Security bill must be in strict adherence to universal rights and freedoms: EU

Security bill must be in strict adherence to universal rights and freedoms: EU

Serkan Demirtaş ANKARA
Security bill must be in strict adherence to universal rights and freedoms: EU

DHA Photo

Measures to be taken to increase the security of citizens must be in full compliance with universal fundamental rights and freedoms, as well as European standards, a senior EU official has said, calling on the Turkish government to set up an independent and genuine law enforcement monitoring mechanism.

“Increasing the security of citizens is a legitimate aim, but this must be accomplished in strict adherence to universal fundamental rights and freedoms and European standards,” Maja Kocijancic, spokeswoman to the European Commission’s commissioner responsible for enlargement, Johannes Hahn, told the Hürriyet Daily News in a written reply to questions on the much-discussed government-drafted security bill.

The 132-article “Home Security Package” is expected to be brought to parliament next week after two postponements, amid strong criticism from the all three opposition parties that argue the draft law is another step to turning Turkey into a “police state.” Prime Minister Ahmet Davutoğlu defended the security bill in his parliamentary group meeting on Feb. 10, again stressing that the package is not in violation of EU standards.

“I challenge once again from here: Show us just one article that violates EU standards. Show just one clause that is against universal democratic standards. They can’t. Because we have studied each and every clause in detail. We have shown sensitivity in order not to deviate from universal standards,” Davutoğlu said.

Johannes Hahn’s spokeswoman, Kocijancic, did not directly specify on whether the security bill was in line with EU standards, but chose to cite progress reports issued by the EU in recent years. 

“The Commission’s progress reports on Turkey have in recent years pointed to the need for proper oversight, both judicial and non-judicial, over the actions of the police. Insufficiencies in this respect have translated into de facto immunity in a number of cases of violence and ill-treatment, notably due to the absence of prompt, thorough, independent investigations into the actions of law enforcement officers. This calls for the setting up of a genuine, independent law enforcement monitoring mechanism,” she said.
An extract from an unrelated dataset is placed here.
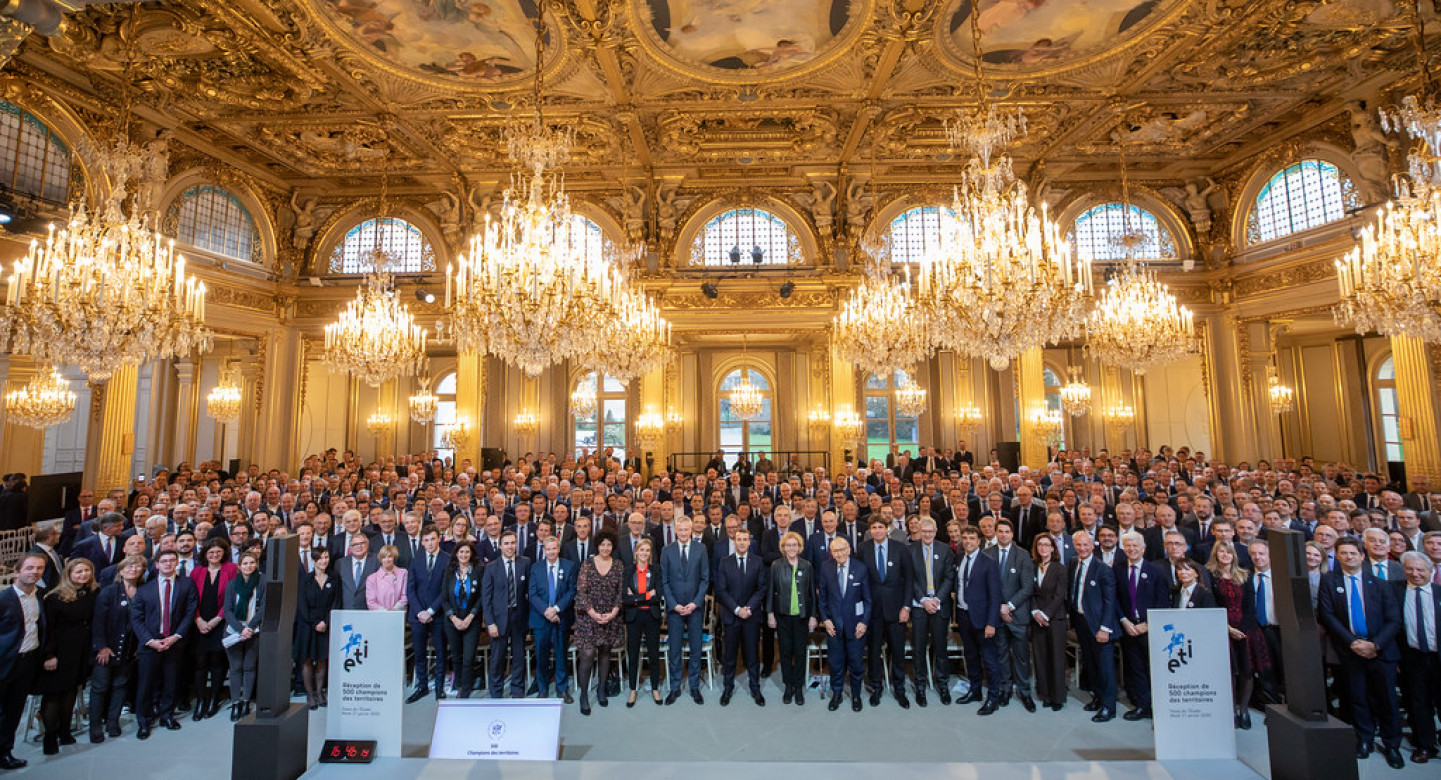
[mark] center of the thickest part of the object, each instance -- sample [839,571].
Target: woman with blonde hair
[68,613]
“The Commission continues to stand ready to assist and advise Turkey in its efforts to ensure that human rights, notably the right of life, the right to freedom of assembly, and the right to respect for private life, will be safeguarded,” Kocijancic added.

No consultation with EU sought

The last point Kocijancic made is particularly important, as diplomatic sources in Ankara have expressed frustration with Turkish government officials for not seeking consultations with the European Commission on the bill, contrary to earlier claims by some Turkish leaders. The Commission has therefore been unable to contribute to the forming of this very important piece of legislation.
One diplomatic source described the security bill that the Turkish government has endorsed as a “patchwork,” containing clauses from similar laws from various European countries.
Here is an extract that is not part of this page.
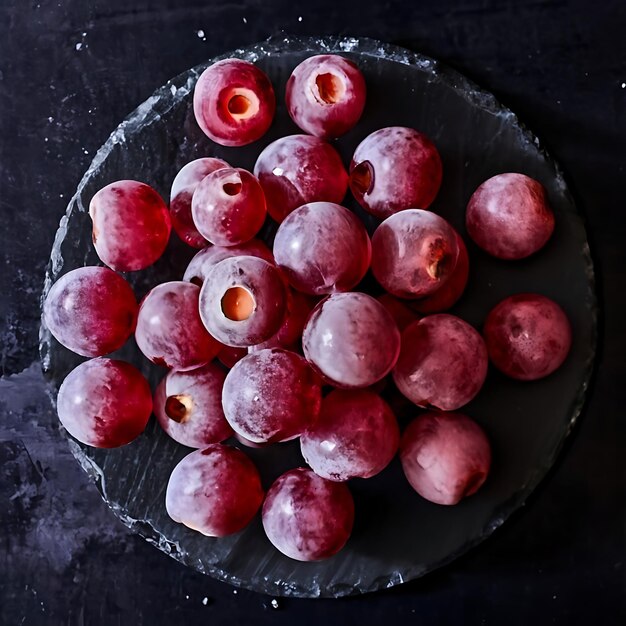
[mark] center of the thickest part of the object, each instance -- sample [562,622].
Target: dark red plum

“The clauses and articles that the Turkish government has selected are the most restrictive and tough ones. The general spirit of the bill is not in compliance with the EU standards,” they said.

Data protection bill also problematic

Not only is the security bill problematic, but the new draft law on individuals’ data protection is also not in line with EU norms either, sources say.

The data protection law is particularly important for joint action in the fight against terrorism, especially in efforts to stop the flow of foreign fighters from Europe to Syria via Turkey. The EU is seeking the establishment of an independent board as part of data protection, but the institution proposed by the draft law will serve under the Justice Ministry.